Review: Woody Allen conjures up laughs in 'Café Society'
Posted Tuesday, October 18, 2016 at 4:39 PM Central
by John Couture
Ah, Woody Allen. Is there a more divisive character in Hollywood?
OK, yes, there are many more divisive people in Hollywood, but you either hate or love Woody, there is no middle ground. I tend to fall in the latter camp, but I can appreciate that there are good and bad Woody Allen movies.
I thoroughly enjoyed his early work such as Annie Hall, Manhattan and Everything You Always Wanted To Know About Sex (But Were Afraid To Ask), but felt that his quality slacked off in the 1990s. Thankfully, he's enjoying a nice late-career renaissance thanks to films such as Midnight in Paris and Blue Jasmine.
While Café Society didn't break any box office records, it's a continuation of the fun and irreverence that we have come to expect from Woody's films. The film follows Woody stand-in Jesse Eisenberg (who is making quite a little mini career starring in Woody Allen films) in the 1930s as he finds himself straddling the glitz and glamour of Hollywood and the nightlife of New York.

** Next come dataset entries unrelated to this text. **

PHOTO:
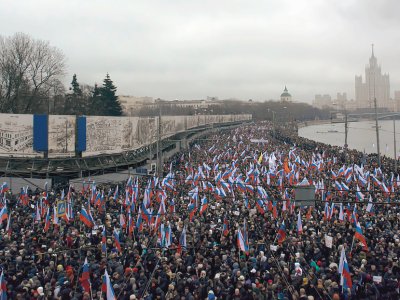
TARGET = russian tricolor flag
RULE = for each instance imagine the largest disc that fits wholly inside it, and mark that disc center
(243, 246)
(3, 287)
(107, 287)
(204, 205)
(3, 214)
(86, 218)
(359, 236)
(299, 224)
(282, 233)
(116, 240)
(346, 277)
(85, 277)
(104, 241)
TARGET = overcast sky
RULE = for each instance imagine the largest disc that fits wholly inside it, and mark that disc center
(187, 49)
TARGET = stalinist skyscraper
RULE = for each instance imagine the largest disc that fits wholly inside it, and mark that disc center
(376, 86)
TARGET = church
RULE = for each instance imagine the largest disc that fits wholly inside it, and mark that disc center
(285, 96)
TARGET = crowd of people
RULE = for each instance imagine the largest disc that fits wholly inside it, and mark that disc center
(221, 223)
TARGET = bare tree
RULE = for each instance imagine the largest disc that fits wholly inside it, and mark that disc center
(29, 70)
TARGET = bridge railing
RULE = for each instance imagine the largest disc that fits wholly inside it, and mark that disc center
(24, 135)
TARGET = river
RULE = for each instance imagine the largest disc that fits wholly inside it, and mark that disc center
(361, 135)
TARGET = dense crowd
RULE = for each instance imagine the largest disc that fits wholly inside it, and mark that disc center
(221, 223)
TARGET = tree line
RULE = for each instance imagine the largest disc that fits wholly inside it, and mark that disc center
(30, 82)
(31, 73)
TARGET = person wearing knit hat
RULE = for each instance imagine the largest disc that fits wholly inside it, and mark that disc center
(211, 295)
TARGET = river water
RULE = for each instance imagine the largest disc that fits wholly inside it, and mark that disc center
(361, 135)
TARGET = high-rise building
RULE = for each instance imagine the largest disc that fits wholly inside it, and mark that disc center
(376, 85)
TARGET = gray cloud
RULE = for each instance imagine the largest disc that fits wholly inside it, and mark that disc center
(227, 48)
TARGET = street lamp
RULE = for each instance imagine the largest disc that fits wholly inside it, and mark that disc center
(273, 121)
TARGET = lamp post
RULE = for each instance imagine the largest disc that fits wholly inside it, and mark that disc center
(377, 133)
(273, 121)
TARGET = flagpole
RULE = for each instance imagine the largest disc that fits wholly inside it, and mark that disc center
(90, 290)
(352, 243)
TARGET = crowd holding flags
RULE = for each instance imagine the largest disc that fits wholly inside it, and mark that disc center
(151, 207)
(3, 287)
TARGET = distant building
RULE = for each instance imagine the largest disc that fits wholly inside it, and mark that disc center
(14, 137)
(322, 101)
(285, 96)
(397, 100)
(376, 85)
(131, 104)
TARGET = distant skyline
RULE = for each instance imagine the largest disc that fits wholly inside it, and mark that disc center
(186, 49)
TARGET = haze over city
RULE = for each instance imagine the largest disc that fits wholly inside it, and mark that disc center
(229, 49)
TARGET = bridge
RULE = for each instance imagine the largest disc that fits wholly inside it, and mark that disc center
(74, 164)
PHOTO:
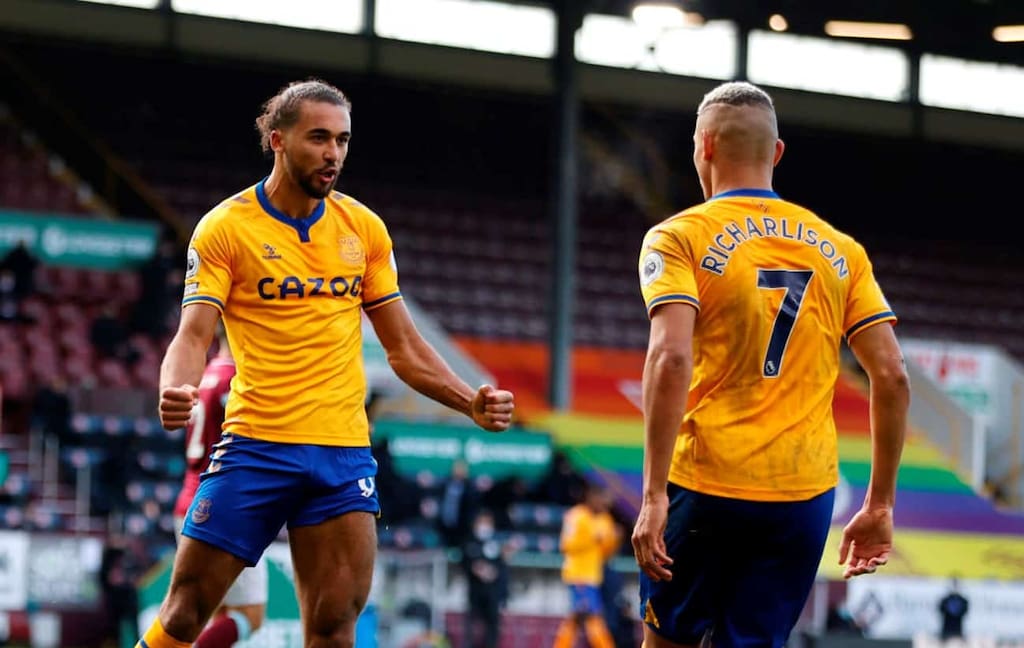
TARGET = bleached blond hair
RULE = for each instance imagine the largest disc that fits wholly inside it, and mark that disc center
(737, 93)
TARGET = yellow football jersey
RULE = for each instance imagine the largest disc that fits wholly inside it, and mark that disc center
(776, 289)
(587, 541)
(291, 292)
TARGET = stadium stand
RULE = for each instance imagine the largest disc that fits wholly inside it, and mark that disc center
(466, 200)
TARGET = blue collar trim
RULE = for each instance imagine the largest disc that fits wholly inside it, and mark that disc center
(301, 225)
(745, 193)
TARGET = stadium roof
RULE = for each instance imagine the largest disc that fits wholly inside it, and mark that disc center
(958, 28)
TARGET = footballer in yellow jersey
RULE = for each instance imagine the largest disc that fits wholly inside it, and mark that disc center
(751, 298)
(588, 540)
(290, 265)
(763, 272)
(294, 289)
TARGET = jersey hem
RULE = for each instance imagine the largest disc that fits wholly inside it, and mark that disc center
(377, 303)
(203, 299)
(291, 439)
(675, 298)
(867, 322)
(749, 494)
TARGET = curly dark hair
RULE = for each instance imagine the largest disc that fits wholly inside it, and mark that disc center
(282, 110)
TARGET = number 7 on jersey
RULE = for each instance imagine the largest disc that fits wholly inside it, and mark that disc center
(795, 285)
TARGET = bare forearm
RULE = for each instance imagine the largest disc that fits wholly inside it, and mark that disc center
(422, 369)
(183, 362)
(889, 407)
(666, 385)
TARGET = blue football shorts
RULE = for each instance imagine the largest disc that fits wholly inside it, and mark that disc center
(253, 488)
(742, 570)
(585, 600)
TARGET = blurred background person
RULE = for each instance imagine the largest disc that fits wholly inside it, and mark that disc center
(589, 537)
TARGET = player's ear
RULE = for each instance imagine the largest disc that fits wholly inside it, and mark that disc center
(779, 149)
(276, 140)
(707, 143)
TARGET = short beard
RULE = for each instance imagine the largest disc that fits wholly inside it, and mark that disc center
(306, 183)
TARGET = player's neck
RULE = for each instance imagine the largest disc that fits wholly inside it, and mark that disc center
(287, 197)
(739, 179)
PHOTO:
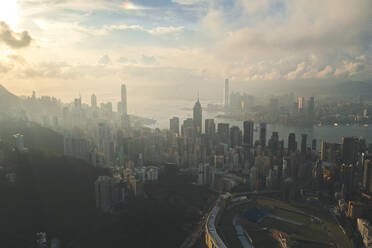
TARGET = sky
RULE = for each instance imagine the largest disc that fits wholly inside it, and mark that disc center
(166, 50)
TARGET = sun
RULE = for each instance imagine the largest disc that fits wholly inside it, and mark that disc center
(9, 12)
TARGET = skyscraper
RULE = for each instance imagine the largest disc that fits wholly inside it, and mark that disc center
(350, 147)
(210, 127)
(367, 176)
(235, 136)
(198, 119)
(292, 144)
(331, 152)
(300, 104)
(248, 133)
(124, 99)
(93, 101)
(174, 125)
(303, 143)
(223, 132)
(227, 93)
(311, 106)
(263, 134)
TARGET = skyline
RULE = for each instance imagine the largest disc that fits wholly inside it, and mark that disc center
(195, 45)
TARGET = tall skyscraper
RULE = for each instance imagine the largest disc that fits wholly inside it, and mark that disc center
(124, 99)
(292, 144)
(350, 147)
(235, 136)
(174, 125)
(303, 143)
(93, 101)
(223, 132)
(367, 176)
(227, 93)
(248, 133)
(311, 106)
(330, 152)
(198, 117)
(300, 104)
(210, 127)
(263, 134)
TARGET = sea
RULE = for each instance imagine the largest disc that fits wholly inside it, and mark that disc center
(183, 109)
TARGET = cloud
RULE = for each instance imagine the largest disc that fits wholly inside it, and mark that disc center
(124, 60)
(154, 31)
(186, 2)
(148, 60)
(13, 39)
(4, 68)
(104, 60)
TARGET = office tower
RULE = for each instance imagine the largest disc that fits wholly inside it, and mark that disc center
(235, 137)
(93, 101)
(19, 142)
(367, 176)
(210, 127)
(248, 133)
(311, 106)
(174, 125)
(263, 134)
(349, 150)
(188, 127)
(331, 152)
(124, 99)
(198, 119)
(77, 103)
(227, 93)
(303, 143)
(300, 104)
(292, 144)
(273, 143)
(119, 108)
(223, 132)
(313, 145)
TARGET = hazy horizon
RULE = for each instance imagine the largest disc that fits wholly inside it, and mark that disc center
(61, 48)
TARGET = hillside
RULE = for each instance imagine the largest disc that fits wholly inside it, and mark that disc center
(7, 99)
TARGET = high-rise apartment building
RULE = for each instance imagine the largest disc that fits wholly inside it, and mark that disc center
(263, 131)
(93, 101)
(174, 125)
(248, 133)
(124, 109)
(300, 104)
(227, 93)
(198, 117)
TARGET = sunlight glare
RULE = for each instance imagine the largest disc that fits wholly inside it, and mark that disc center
(9, 12)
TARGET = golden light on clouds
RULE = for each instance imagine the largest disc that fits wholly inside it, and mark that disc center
(129, 6)
(9, 12)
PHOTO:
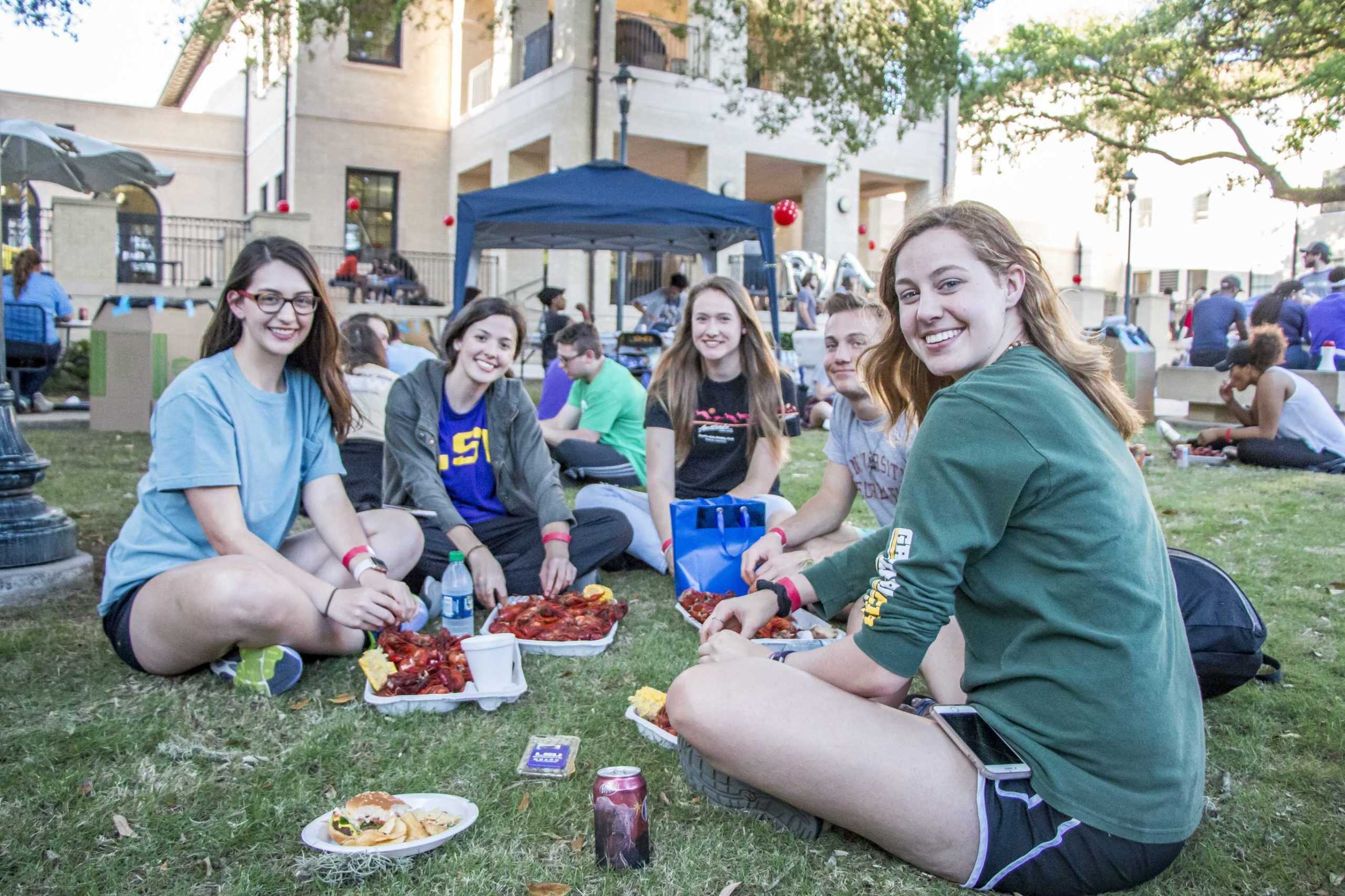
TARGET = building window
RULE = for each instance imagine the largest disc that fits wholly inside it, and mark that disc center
(374, 225)
(377, 45)
(1202, 206)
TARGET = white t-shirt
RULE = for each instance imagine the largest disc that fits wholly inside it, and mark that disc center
(876, 462)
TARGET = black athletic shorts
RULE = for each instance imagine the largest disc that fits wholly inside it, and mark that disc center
(1029, 848)
(116, 624)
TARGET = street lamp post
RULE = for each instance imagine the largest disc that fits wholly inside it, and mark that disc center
(625, 82)
(1130, 232)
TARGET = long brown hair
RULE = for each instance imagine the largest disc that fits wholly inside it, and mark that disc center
(25, 264)
(319, 356)
(902, 382)
(682, 370)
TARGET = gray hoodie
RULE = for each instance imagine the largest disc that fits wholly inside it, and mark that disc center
(527, 481)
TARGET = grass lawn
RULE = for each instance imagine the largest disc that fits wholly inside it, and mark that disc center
(217, 786)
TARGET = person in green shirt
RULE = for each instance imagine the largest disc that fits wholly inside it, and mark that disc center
(599, 435)
(1024, 514)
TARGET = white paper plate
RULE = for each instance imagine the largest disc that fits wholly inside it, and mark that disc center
(488, 700)
(555, 648)
(315, 833)
(802, 618)
(650, 731)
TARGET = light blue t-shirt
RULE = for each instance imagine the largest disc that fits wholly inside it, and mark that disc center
(41, 290)
(214, 428)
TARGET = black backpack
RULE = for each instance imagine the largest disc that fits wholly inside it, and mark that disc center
(1224, 631)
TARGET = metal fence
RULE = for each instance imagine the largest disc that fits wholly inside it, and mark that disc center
(657, 44)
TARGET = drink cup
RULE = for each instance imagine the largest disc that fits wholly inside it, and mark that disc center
(491, 660)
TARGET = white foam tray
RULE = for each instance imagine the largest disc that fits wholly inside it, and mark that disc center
(555, 648)
(802, 618)
(488, 700)
(650, 731)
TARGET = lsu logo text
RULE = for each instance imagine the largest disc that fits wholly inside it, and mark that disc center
(467, 449)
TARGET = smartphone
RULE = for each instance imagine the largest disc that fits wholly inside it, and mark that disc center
(974, 736)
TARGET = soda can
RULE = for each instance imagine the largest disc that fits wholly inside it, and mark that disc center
(620, 818)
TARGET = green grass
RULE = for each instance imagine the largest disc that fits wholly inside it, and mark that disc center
(84, 738)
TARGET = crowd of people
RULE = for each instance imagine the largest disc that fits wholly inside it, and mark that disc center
(973, 419)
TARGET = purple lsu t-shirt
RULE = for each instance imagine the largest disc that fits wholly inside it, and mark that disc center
(464, 462)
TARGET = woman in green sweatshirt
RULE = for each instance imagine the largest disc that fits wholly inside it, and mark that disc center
(1022, 514)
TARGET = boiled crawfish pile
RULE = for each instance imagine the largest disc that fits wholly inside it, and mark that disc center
(700, 605)
(570, 617)
(426, 664)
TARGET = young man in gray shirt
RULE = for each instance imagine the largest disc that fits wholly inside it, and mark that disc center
(861, 456)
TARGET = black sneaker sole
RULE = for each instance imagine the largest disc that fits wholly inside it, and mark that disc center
(729, 793)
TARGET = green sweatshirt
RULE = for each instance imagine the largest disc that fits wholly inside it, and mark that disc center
(1024, 514)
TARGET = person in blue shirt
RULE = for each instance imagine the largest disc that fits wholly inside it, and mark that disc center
(32, 286)
(1211, 319)
(205, 569)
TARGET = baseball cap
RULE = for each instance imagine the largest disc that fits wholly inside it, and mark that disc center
(1238, 356)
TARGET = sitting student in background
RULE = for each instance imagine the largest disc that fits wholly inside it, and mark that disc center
(863, 459)
(1290, 424)
(364, 363)
(599, 434)
(493, 489)
(1282, 308)
(404, 357)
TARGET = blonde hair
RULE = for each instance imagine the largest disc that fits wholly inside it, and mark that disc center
(682, 370)
(902, 382)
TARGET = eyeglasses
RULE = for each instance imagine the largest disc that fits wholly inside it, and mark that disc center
(272, 302)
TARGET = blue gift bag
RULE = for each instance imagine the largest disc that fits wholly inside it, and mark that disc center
(709, 536)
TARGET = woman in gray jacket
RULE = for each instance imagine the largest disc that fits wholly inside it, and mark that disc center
(463, 442)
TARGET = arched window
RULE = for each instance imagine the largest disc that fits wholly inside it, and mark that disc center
(11, 202)
(139, 234)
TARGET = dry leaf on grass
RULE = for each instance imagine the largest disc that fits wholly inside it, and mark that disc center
(123, 827)
(548, 890)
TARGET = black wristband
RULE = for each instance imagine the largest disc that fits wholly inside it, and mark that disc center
(783, 605)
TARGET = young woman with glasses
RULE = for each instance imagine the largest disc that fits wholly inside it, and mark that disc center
(203, 571)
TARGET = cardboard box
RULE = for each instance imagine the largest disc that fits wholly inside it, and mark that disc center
(136, 348)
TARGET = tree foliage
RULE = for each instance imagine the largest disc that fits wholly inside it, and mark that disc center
(1129, 84)
(854, 65)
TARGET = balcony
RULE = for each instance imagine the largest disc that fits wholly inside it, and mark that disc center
(659, 45)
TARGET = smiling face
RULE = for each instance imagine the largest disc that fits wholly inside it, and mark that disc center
(848, 336)
(486, 349)
(716, 326)
(280, 332)
(955, 312)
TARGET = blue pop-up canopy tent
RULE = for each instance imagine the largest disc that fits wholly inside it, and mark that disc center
(606, 205)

This is a role that you could totally see a young, neurotic Woody Allen play himself, but as he's gotten older, he has realized that his films are better served with him behind the camera. Thankfully Jesse Eisenberg does a good job capturing his unique voice and does a great job bringing the audience into a fascinating period of Hollywood history.
I'm a sucker for any film set in and around the Golden Age of Hollywood and loved Hail, Caesar! from earlier this year. While the Coens are more interested in the intrigue of the period, Woody wisely chooses to stick with his trademark humor.
There's always a long line of Hollywood's elite actors wanting a role in Woody's next film, so it's no surprise that Café Society boasts an amazing cast. I'm not usually a fan of Kristen Stewart, but she's very good in this and demonstrates some subtle comic chops that I wasn't aware she had. Another actor's performance that was a pleasant surprise was the work turned in by Steve Carell.
It's no secret that my hatred for Steve Carell knows no bounds, but he is very muted here, which is saying a lot considering that he's playing a rambunctious talent agent. And yet, this is perhaps my favorite turn from Carell and I'm hopeful that this signals more reserved performances from the comic in the future.
If you haven't given Woody Allen a shot in recent years, then I would suggest you look this one up. It's a playful film that recalls his own golden age of Woody. I plan to combine this one with Hail, Caesar! for a double-feature of Hollywood's Golden Age.